Un proyecto de fin de carrera de la Universidad de Sevilla propone avances que permitirán miniaturizar aún más los chips informáticos.

Un proyecto fin de carrera presentado en la Escuela Técnica Superior (ETS) de Informática de la Universidad de Sevilla (US) ha utilizado las leyes de la física cuántica para la construcción de ordenadores, lo que permitirá realizar tareas de forma "mucho más eficientes" que los ordenadores actuales basados en la física clásica.

  

La US ha informado en una nota de que lo ha realizado el estudiante portugués Jaime Coello y que ha estado tutelado por el profesor de Arquitectura y Tecnología de los Computadores José Luis Guisado, así como que el proyecto 'Diseño y Simulación de un Procesador Cuántico' presenta "avances en la computación cuántica, que es un campo emergente entre la física y la informática".

  

Con las leyes de la física clásica usadas hasta ahora, "se está llegando al límite de miniaturización de los chips convencionales", según la Universidad.

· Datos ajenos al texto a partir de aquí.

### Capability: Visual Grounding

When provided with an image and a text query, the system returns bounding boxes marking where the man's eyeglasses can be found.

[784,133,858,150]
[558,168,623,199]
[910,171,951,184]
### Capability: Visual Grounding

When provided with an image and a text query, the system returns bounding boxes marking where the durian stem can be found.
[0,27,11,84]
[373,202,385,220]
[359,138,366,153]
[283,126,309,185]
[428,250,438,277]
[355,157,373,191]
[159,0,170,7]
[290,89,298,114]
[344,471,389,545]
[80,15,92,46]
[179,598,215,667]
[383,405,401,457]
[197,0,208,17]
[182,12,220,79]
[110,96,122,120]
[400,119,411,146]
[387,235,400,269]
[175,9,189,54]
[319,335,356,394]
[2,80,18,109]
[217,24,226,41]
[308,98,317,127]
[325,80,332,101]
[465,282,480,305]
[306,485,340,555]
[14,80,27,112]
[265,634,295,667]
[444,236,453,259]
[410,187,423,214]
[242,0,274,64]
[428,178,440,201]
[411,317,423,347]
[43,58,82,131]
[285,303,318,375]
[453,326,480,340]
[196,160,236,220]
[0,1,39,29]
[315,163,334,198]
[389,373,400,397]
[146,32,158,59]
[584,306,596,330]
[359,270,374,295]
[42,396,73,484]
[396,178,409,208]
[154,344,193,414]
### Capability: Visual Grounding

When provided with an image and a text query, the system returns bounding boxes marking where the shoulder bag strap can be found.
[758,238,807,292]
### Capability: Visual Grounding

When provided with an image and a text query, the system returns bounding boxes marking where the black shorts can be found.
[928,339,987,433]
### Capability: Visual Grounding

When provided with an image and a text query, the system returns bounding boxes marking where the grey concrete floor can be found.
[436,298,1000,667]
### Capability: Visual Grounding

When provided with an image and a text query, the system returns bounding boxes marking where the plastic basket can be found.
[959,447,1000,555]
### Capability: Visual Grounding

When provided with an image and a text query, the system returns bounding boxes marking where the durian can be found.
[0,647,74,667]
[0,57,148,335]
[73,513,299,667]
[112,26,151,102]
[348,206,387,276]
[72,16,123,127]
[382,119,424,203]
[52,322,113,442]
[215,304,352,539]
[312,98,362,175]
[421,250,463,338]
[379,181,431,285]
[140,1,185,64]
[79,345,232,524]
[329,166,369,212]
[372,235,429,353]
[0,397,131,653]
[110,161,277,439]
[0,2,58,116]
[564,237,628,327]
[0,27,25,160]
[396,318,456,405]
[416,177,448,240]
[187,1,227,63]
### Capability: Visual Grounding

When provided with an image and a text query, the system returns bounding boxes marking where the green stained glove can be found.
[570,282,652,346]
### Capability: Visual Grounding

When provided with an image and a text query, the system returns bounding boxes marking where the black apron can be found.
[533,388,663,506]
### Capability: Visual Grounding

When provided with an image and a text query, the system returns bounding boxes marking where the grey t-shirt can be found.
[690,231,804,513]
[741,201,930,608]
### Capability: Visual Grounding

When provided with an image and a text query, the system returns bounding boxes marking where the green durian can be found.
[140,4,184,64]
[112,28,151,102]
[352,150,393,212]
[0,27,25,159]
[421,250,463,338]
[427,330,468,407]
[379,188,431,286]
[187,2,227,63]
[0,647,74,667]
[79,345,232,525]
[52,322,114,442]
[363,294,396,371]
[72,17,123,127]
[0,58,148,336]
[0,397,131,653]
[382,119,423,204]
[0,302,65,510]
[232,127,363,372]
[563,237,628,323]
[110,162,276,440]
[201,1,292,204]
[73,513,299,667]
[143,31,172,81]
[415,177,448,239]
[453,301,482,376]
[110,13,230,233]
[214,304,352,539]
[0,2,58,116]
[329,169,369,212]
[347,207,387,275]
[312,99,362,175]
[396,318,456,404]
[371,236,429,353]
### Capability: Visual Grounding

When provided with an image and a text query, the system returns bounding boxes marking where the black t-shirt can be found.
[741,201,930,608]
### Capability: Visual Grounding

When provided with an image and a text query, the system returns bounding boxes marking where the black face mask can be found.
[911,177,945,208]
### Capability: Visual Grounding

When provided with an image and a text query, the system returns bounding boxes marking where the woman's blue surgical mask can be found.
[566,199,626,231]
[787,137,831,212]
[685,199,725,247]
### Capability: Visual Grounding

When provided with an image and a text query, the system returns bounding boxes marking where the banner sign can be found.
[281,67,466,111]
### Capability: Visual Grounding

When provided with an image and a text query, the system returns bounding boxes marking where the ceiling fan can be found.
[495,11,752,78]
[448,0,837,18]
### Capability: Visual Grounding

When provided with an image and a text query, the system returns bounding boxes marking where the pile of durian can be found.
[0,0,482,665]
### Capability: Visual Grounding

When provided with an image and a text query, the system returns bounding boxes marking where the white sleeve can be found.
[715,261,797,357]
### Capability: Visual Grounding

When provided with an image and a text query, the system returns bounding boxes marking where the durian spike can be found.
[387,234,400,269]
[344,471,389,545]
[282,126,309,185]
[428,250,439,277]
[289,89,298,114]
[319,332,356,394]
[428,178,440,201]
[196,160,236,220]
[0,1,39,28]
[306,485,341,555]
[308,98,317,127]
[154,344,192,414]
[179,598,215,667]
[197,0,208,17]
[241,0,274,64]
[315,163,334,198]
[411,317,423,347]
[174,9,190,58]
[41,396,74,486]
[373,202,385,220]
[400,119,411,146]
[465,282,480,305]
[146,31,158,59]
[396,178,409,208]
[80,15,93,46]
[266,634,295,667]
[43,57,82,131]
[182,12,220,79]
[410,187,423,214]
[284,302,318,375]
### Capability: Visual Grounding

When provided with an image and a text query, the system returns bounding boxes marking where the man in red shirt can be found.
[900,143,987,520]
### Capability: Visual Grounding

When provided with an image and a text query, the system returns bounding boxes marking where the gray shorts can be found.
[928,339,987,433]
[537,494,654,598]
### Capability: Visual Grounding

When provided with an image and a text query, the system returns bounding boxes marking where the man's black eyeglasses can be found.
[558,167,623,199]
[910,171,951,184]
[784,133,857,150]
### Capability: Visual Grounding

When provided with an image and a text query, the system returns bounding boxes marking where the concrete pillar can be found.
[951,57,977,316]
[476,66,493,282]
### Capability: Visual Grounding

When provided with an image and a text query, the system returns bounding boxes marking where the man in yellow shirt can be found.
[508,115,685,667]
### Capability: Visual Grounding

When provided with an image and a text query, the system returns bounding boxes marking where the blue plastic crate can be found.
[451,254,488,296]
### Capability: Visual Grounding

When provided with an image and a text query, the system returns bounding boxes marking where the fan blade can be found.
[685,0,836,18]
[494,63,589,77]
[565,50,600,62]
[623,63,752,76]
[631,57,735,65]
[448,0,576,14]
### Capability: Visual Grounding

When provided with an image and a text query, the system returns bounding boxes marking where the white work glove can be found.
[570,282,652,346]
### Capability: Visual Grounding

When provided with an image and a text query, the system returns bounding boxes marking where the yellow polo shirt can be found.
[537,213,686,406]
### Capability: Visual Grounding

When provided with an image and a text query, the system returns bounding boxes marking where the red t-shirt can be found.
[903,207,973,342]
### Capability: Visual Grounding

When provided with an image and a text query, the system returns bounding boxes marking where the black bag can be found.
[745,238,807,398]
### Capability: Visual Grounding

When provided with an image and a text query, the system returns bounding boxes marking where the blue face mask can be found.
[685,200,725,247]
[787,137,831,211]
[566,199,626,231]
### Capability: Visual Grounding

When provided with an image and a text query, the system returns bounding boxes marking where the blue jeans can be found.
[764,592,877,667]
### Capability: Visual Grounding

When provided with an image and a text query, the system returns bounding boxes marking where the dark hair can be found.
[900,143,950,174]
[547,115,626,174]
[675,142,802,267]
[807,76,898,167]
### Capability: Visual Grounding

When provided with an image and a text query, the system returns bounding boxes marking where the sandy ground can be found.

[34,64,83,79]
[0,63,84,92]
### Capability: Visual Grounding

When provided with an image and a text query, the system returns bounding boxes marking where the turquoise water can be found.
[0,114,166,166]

Así, ha señalado que la utilización de las leyes cuánticas permitirá "seguir avanzando en dicha miniaturización para construir ordenadores más potentes".

  

En este proyecto fin de carrera, la US ha explicado que se ha desarrollado un "novedoso" simulador que, "por primera vez", integra, en un mismo sistema, un procesador clásico de arquitectura Millones de Instrucciones Por Segundo (MIPS), que es, según la universidad, "una de las más empleadas en docencia e investigación", con una unidad funcional cuántica.

  

El simulador desarrollado en la Universidad de Sevilla puede ser de "gran utilidad" para la investigación en nuevos algoritmos cuánticos, así como para la enseñanza de la computación cuántica, ha destacado la US.

  

El siguiente paso a seguir tanto por Jaime Coello como por el profesor Guisado es la publicación de los resultados en forma de artículos en revista científicas, así como la ampliación del simulador y su uso en investigación y docencia, informa.